Debriefs being held with the organizations that applied for OPDL licences have reinforced what SAAC has known all along – that the majority of SAAC members are maintaining the highest of technical and organizational standards in the country, which meet or exceed OPDL requirements. OSA feedback received thus far is confirming that SAAC members easily met and exceeded the technical and organizational requirements expected from high performance programs in Ontario.
Ultimately the selection committee denied the applications of SAAC organizations because the documentation submitted did not include three years of audited financial statements.
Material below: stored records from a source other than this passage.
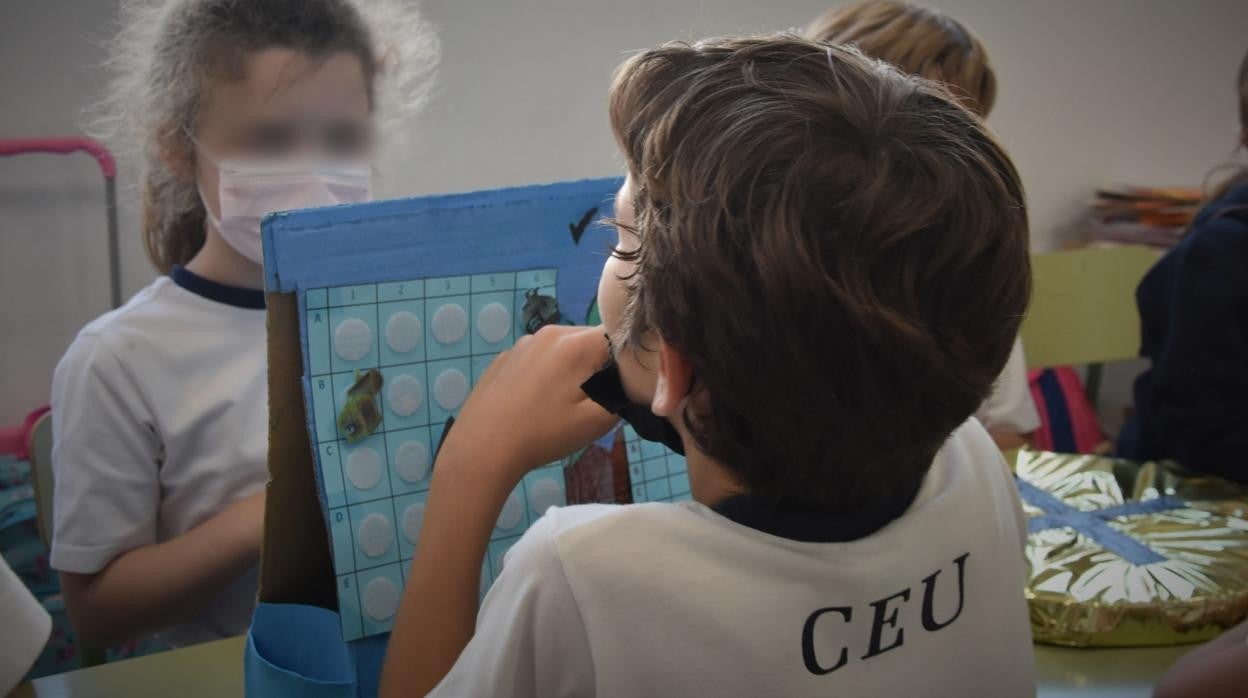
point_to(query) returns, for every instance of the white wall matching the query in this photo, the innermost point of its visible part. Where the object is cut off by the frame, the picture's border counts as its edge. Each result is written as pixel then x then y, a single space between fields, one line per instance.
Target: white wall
pixel 1092 93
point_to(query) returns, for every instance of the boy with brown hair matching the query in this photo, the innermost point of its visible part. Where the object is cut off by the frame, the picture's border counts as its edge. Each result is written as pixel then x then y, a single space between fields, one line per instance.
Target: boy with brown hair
pixel 821 267
pixel 930 44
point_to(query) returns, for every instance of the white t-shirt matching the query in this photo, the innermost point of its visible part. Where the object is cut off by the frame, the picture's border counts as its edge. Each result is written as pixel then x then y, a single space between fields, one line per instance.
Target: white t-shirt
pixel 1010 407
pixel 675 599
pixel 160 418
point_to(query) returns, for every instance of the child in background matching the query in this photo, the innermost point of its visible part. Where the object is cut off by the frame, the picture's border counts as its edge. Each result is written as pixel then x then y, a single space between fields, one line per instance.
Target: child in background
pixel 934 45
pixel 820 271
pixel 1216 669
pixel 1192 402
pixel 160 407
pixel 26 628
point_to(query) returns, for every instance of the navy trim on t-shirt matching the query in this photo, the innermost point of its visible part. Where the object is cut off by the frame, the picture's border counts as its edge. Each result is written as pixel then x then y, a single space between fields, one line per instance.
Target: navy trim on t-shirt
pixel 237 296
pixel 815 526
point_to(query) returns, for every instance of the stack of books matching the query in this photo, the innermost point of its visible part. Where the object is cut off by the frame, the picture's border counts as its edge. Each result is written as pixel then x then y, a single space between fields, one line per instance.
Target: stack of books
pixel 1136 215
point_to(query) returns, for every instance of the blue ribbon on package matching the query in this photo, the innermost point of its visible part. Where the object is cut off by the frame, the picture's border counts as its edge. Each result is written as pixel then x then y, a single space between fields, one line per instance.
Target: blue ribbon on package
pixel 1095 523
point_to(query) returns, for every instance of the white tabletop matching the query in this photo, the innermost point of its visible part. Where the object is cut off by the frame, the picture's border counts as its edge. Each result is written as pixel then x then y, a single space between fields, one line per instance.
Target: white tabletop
pixel 215 669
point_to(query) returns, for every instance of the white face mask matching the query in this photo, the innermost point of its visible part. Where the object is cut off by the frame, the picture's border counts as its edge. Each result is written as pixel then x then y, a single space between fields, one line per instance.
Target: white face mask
pixel 250 190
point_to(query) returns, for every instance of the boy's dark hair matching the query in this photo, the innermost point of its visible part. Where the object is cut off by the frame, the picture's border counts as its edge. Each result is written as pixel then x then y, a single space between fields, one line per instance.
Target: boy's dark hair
pixel 838 249
pixel 919 40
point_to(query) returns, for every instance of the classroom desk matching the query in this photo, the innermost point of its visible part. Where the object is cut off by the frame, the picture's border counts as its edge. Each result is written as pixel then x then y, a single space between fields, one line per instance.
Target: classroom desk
pixel 211 669
pixel 215 669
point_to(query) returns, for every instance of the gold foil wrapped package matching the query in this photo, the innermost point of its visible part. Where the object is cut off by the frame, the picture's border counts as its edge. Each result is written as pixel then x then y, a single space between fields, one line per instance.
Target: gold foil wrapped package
pixel 1123 553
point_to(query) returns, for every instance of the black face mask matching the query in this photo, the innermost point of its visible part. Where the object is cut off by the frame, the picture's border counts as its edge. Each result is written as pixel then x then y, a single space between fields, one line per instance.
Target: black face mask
pixel 607 388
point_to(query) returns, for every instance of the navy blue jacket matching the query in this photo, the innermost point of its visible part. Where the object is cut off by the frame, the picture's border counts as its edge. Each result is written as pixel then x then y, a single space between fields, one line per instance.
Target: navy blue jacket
pixel 1192 403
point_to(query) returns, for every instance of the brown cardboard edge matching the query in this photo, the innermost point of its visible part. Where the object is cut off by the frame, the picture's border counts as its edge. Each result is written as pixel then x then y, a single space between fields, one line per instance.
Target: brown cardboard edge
pixel 295 563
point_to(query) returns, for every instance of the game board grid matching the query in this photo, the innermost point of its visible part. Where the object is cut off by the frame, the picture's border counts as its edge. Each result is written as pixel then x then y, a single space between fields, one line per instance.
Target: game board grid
pixel 355 623
pixel 499 542
pixel 655 472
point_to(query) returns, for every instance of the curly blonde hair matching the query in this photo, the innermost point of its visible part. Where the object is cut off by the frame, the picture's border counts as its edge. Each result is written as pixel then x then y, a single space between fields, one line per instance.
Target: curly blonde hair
pixel 166 53
pixel 920 41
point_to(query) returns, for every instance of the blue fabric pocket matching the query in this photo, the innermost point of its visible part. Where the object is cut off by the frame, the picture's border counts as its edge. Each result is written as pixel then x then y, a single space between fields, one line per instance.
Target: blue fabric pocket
pixel 297 651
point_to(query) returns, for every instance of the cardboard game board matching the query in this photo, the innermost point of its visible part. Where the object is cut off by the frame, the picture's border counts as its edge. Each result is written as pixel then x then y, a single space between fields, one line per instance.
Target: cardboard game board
pixel 402 305
pixel 381 316
pixel 423 344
This was a conscious decision on the part of our members and while we are disappointed that the committee took such a hard line with a requirement that had very little impact on the ability of our applicants to deliver a quality program, we were not surprised.
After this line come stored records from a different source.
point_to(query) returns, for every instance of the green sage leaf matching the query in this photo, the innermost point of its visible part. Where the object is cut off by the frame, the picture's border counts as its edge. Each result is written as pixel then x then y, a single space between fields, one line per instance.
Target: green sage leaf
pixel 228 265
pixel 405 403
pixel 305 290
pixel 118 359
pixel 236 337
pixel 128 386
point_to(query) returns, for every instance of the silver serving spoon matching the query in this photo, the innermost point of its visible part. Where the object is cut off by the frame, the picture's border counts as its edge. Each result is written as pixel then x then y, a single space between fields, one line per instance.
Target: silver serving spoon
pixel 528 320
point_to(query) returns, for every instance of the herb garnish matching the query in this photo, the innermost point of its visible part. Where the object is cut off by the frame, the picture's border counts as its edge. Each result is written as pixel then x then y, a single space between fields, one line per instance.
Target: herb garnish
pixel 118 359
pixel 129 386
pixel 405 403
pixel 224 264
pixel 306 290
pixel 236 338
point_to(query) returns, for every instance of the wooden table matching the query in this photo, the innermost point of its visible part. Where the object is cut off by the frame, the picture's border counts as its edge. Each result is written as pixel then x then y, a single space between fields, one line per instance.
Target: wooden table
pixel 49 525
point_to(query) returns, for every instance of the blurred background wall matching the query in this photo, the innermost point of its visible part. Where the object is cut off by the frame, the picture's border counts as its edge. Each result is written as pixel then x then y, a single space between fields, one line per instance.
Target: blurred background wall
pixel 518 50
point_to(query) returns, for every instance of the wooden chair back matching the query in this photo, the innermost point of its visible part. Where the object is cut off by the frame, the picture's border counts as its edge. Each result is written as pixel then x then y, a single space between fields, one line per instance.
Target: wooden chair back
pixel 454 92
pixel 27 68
SAAC members are, for the most part, private corporations who, unlike most Not-For-Profit entities, do not have a legal obligation to produce annual audited financial statements. SAAC questioned the rationale behind this requirement for OPDL membership, given that it’s strict application obviously put private organizations at a severe disadvantage in the process. Estimates obtained by some member to go back and produce three years of audited financials were in the range of $10,000-$15,000 per member.
Since at the application deadline, the OSA had not confirmed the eligibility of Academies to participate in OPDL, SAAC could not, in good conscience, recommend that it’s members make the financial investment to comply with this requirement.
SAAC and its members did submit financial information to clearly demonstrate that membership in SAAC, and adherence to the technical and organizational standards in place, required Academies to operate at the very least on the same financial level as would OPDL clubs. Further it demonstrated SAAC organizations track record of successfully operating on this level for many years and across their whole organization, not just one age group.
Since the OSA Board of Directors ultimately voted against allowing certain Academies into the OPDL, the decision to forego audited financials saved our members thousands of dollars which can be invested back into their programs in order to continue to provide a high performance environment for the ideal development of their players, coaches and organizational staff.
SAAC intends to keep this issue at the forefront in the coming months. We feel that a process which outright rejects the proven leadership in this area by our member organizations for non-soccer reasons while at the same time allowing brand new organizations with no high performance player development history to ‘learn on the job’ is fundamentally flawed and must be overhauled in order for the OPDL to deliver on its promises to Ontario players, coaches and the game itself.